Thursday, September 14, 2017

After Malachi

Hello.

As you might notice, it has been quite a while since I last wrote something in here. The previous log was from the very last day of 2015, which makes it nearly two years (two years!) without anything published.

It is sad. And the past two years or so have been, in many ways, sad for me. In fact, I want to say "depressing," but since I haven't taken myself to a professional, I feel it would be inappropriate for me to say. I'll just say "paralysing," since it is definitely true, practically if not literally.

Looking back, I feel, right now, that my past posts do not satisfy the present me. I suppose that's a good sign? That I've improved, or at least undergone some change, since then? A lot of the stuff I wrote back then now seems embarrassingly half- or even barely-baked.

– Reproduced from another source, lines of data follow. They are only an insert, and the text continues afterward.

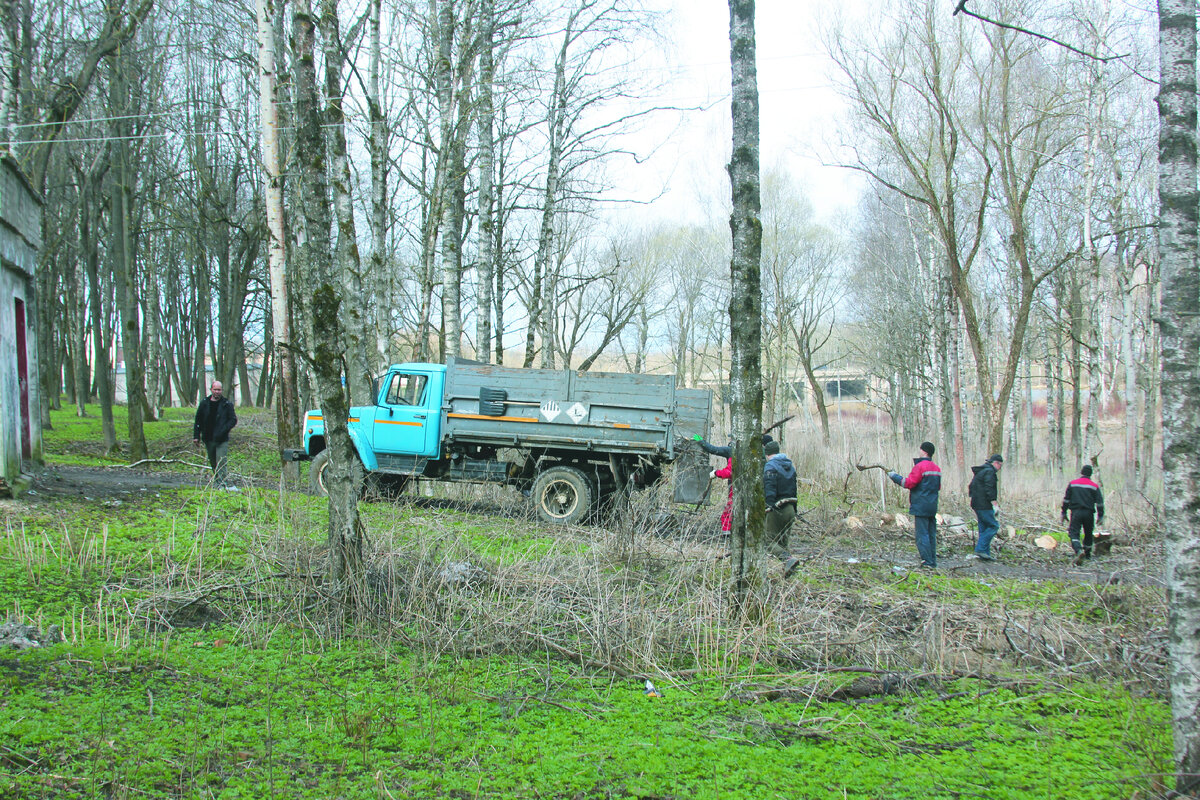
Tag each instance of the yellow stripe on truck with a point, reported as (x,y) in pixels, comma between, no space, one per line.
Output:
(484,416)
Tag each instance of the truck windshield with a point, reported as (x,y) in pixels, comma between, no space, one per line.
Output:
(407,389)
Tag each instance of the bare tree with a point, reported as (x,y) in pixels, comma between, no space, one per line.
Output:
(745,302)
(1180,328)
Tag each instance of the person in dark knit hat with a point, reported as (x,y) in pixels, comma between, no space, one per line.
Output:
(923,483)
(984,501)
(1085,501)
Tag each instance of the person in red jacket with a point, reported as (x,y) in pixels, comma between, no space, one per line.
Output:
(924,483)
(1085,501)
(726,474)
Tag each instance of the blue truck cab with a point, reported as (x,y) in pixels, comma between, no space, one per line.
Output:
(405,421)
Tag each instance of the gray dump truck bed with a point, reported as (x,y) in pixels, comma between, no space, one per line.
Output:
(598,411)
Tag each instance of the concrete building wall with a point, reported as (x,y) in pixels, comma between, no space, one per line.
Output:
(21,238)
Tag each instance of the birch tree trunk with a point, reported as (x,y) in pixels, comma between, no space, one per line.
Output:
(1180,329)
(125,263)
(347,260)
(345,533)
(377,145)
(745,304)
(287,410)
(485,270)
(89,208)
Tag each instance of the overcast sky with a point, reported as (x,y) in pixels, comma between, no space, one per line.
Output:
(799,110)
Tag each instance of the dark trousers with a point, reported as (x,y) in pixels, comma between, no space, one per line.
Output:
(219,457)
(779,523)
(925,529)
(1085,521)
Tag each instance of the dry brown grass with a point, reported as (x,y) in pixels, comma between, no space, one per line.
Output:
(635,599)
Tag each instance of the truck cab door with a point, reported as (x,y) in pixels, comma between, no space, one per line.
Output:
(407,416)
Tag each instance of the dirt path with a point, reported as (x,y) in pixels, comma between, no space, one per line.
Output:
(877,548)
(106,482)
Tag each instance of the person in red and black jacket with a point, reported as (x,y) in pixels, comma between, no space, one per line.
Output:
(924,482)
(1085,500)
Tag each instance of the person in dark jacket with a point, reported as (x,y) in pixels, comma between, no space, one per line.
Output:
(779,492)
(923,483)
(984,501)
(1085,501)
(215,419)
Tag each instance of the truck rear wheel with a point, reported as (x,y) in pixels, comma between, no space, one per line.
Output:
(563,495)
(317,474)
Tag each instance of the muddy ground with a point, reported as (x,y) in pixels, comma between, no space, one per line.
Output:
(816,539)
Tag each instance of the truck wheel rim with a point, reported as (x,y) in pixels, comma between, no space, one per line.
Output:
(559,499)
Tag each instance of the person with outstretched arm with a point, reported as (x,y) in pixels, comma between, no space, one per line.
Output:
(924,483)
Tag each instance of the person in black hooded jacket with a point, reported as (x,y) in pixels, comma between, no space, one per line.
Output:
(984,501)
(215,419)
(779,492)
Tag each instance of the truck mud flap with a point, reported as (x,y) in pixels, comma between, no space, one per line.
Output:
(691,483)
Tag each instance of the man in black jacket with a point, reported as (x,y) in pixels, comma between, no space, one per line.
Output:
(984,495)
(215,419)
(779,492)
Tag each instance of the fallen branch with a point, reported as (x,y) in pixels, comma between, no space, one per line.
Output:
(163,461)
(775,425)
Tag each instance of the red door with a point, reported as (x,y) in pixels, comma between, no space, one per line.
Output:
(23,382)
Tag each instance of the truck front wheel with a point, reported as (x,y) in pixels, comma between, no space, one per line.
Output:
(563,495)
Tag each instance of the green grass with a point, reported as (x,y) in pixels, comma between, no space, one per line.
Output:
(291,717)
(78,441)
(286,705)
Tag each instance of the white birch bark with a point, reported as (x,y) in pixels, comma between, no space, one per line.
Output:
(745,302)
(286,403)
(1180,328)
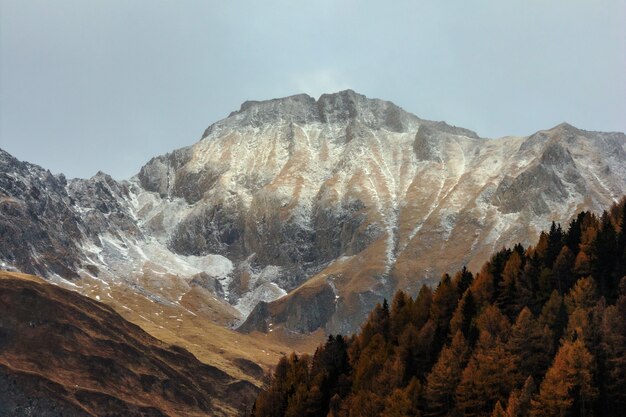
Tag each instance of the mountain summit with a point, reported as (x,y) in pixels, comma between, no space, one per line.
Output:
(300,214)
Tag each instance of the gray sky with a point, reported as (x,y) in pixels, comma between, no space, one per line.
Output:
(106,85)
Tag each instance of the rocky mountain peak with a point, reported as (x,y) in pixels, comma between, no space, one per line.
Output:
(343,108)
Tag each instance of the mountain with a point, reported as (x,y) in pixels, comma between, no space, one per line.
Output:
(539,331)
(64,354)
(297,214)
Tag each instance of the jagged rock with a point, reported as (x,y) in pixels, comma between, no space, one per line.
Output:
(290,191)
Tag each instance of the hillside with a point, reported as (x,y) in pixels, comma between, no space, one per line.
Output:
(63,354)
(539,331)
(297,214)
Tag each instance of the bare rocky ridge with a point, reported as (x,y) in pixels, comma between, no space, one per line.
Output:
(330,204)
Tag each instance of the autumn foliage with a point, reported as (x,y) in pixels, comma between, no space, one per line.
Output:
(539,331)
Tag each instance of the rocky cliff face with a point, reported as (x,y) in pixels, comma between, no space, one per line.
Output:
(335,203)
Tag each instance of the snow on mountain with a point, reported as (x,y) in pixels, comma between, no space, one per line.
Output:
(272,195)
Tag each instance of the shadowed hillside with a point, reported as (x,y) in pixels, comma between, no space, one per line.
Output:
(539,331)
(63,354)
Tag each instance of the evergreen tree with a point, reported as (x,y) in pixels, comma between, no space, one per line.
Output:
(568,386)
(530,346)
(445,376)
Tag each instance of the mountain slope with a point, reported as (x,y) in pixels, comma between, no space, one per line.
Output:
(330,204)
(64,354)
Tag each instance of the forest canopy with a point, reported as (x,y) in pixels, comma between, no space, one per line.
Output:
(538,331)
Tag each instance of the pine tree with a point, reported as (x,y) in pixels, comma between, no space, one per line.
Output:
(498,411)
(614,352)
(568,385)
(520,400)
(489,377)
(530,346)
(442,381)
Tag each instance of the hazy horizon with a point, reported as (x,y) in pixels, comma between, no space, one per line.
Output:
(108,85)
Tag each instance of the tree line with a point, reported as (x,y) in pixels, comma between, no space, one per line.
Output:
(539,331)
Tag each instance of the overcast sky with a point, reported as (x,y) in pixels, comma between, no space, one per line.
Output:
(106,85)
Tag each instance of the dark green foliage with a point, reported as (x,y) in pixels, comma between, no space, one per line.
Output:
(539,331)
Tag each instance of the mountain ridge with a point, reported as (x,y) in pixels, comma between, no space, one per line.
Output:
(345,197)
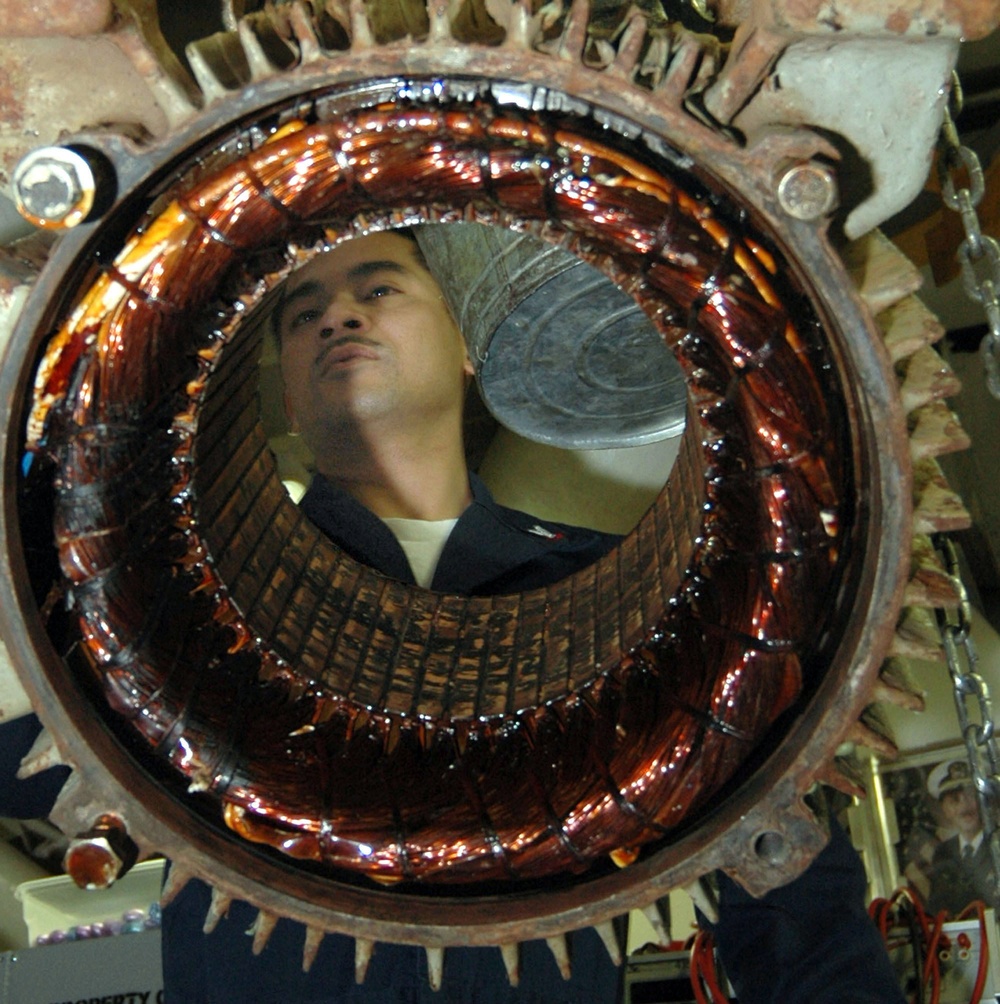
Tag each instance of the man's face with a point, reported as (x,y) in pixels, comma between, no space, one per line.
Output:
(367,338)
(962,811)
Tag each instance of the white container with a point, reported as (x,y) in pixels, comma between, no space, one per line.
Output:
(57,904)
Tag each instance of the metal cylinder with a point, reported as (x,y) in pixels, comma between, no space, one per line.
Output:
(562,355)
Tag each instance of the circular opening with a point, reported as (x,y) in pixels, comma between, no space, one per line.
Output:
(455,739)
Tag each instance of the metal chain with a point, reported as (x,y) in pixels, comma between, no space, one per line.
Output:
(978,254)
(972,702)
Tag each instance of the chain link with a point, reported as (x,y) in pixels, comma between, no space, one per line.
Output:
(978,254)
(972,702)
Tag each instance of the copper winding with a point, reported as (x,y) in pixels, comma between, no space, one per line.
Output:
(344,719)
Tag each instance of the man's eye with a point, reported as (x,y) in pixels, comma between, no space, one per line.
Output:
(304,317)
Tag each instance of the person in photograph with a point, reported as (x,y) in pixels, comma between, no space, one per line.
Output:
(962,867)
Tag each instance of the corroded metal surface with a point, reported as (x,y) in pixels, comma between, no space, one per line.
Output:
(761,831)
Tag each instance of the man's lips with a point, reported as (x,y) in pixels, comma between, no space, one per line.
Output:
(343,351)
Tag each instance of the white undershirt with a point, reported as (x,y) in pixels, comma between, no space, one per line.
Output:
(422,541)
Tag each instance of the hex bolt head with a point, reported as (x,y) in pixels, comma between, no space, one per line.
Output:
(807,191)
(55,187)
(96,858)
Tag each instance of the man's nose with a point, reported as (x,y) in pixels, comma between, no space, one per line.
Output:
(343,313)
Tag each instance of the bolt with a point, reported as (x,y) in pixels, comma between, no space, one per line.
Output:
(807,191)
(772,847)
(96,858)
(54,187)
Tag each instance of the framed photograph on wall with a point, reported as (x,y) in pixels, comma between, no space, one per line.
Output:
(937,846)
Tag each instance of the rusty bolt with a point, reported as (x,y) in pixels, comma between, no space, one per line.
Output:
(57,187)
(807,191)
(96,858)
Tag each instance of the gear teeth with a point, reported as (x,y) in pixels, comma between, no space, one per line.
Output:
(571,44)
(936,431)
(511,955)
(930,584)
(870,732)
(682,71)
(177,879)
(435,966)
(657,56)
(609,939)
(928,379)
(519,26)
(658,921)
(300,22)
(139,37)
(362,956)
(260,64)
(439,19)
(313,939)
(218,909)
(211,86)
(909,326)
(42,755)
(895,686)
(918,636)
(361,35)
(631,47)
(937,508)
(839,776)
(261,931)
(883,274)
(559,947)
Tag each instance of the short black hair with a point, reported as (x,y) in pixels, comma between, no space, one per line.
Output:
(277,311)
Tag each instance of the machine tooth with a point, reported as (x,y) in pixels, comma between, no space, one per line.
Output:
(868,733)
(930,585)
(511,956)
(218,909)
(361,35)
(657,56)
(177,879)
(936,431)
(516,20)
(572,41)
(439,21)
(309,49)
(559,947)
(435,966)
(895,687)
(937,507)
(681,72)
(908,326)
(313,939)
(654,914)
(362,956)
(159,67)
(753,54)
(835,776)
(928,378)
(210,84)
(918,636)
(631,47)
(608,936)
(259,62)
(883,274)
(261,930)
(42,755)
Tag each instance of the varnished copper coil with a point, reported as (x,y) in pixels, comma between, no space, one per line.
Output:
(343,718)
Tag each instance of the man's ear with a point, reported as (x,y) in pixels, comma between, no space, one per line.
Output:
(293,429)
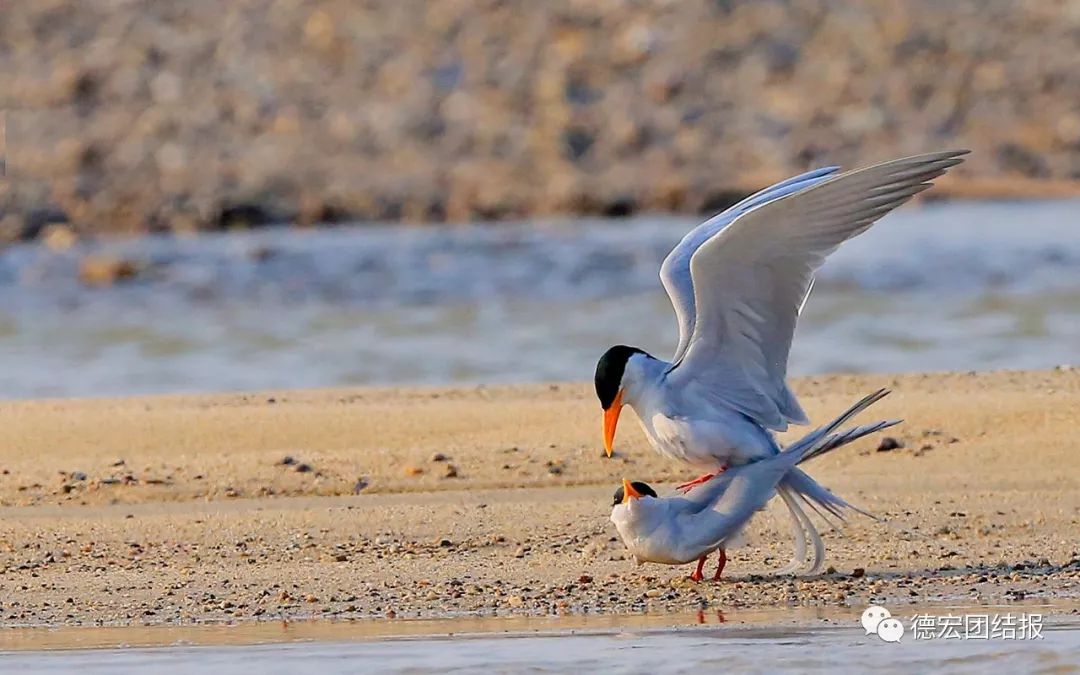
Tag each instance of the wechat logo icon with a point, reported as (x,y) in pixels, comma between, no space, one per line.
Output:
(877,620)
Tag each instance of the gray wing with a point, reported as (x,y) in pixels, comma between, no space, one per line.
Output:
(675,270)
(751,278)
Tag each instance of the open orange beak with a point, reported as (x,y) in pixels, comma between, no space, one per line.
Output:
(610,421)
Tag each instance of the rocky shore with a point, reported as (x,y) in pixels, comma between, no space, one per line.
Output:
(132,118)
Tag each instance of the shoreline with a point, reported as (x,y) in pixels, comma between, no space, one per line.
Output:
(212,526)
(766,623)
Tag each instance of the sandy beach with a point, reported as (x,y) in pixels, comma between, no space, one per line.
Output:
(495,500)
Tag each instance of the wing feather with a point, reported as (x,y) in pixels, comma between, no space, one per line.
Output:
(675,271)
(751,278)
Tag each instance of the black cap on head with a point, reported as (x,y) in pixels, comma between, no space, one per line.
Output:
(643,488)
(609,370)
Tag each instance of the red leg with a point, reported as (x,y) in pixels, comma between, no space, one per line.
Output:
(697,576)
(719,566)
(702,478)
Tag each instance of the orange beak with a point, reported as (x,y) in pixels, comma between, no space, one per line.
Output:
(610,421)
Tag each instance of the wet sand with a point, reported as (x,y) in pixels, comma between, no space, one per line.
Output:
(185,509)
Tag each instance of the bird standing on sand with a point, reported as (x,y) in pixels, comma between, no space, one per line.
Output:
(680,528)
(738,283)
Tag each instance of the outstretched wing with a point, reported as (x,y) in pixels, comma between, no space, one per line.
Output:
(675,270)
(751,278)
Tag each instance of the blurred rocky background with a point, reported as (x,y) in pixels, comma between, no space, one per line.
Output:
(132,117)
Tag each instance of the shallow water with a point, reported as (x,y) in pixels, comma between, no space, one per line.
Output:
(957,285)
(638,647)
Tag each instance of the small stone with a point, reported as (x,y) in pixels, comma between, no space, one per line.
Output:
(58,235)
(889,443)
(103,270)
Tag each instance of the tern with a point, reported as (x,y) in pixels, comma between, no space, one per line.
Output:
(680,528)
(738,283)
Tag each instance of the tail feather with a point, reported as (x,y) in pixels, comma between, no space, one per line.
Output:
(819,437)
(822,441)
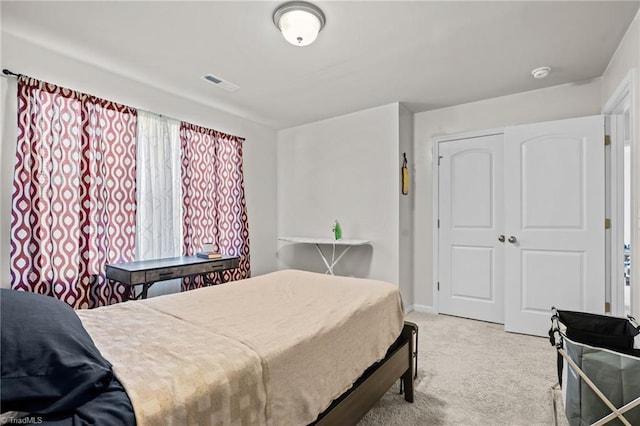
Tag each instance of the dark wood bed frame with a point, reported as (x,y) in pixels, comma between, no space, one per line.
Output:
(401,362)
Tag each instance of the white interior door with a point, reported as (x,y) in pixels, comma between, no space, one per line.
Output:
(471,257)
(554,215)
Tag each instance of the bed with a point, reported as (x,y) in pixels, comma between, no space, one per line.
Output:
(289,347)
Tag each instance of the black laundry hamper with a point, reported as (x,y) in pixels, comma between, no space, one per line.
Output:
(598,367)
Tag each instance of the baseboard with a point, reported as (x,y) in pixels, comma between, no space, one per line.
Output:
(422,309)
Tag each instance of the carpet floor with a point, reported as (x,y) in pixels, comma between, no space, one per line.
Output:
(473,373)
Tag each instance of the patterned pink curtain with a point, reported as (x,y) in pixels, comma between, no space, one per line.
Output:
(73,198)
(214,202)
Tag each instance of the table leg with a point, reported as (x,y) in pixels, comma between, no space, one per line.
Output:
(334,260)
(324,259)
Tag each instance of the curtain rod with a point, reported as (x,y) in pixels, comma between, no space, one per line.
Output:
(9,73)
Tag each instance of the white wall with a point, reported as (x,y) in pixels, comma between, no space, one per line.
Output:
(343,168)
(565,101)
(406,205)
(626,61)
(260,159)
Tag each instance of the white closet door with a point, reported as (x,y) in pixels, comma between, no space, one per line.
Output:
(471,207)
(554,215)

Which could have been okay, you know! If I had posted more addenda and/or refutations to those part-ideas. Or at least if I had written more frequently, with more visible updates to my state of mind. That way those ideas would have been more processed and polished and not so gorram raw.

And that's what I'm planning to do. I'm planning to, as people usually tell themselves on January 1st, "write more." Only this time, I'm going to make a promise, with all the risk it carries. I'm promising you (yes, you) I will post here at the very least once a week. You (yes, again, you) are welcome to remind me of the promise, of course! In fact, I hope you do, just so I know you're there. . . .



Right! That's one post done! I promised myself no video game until I've done at least one, so now, let's be having a go at that new Tooth and Tail!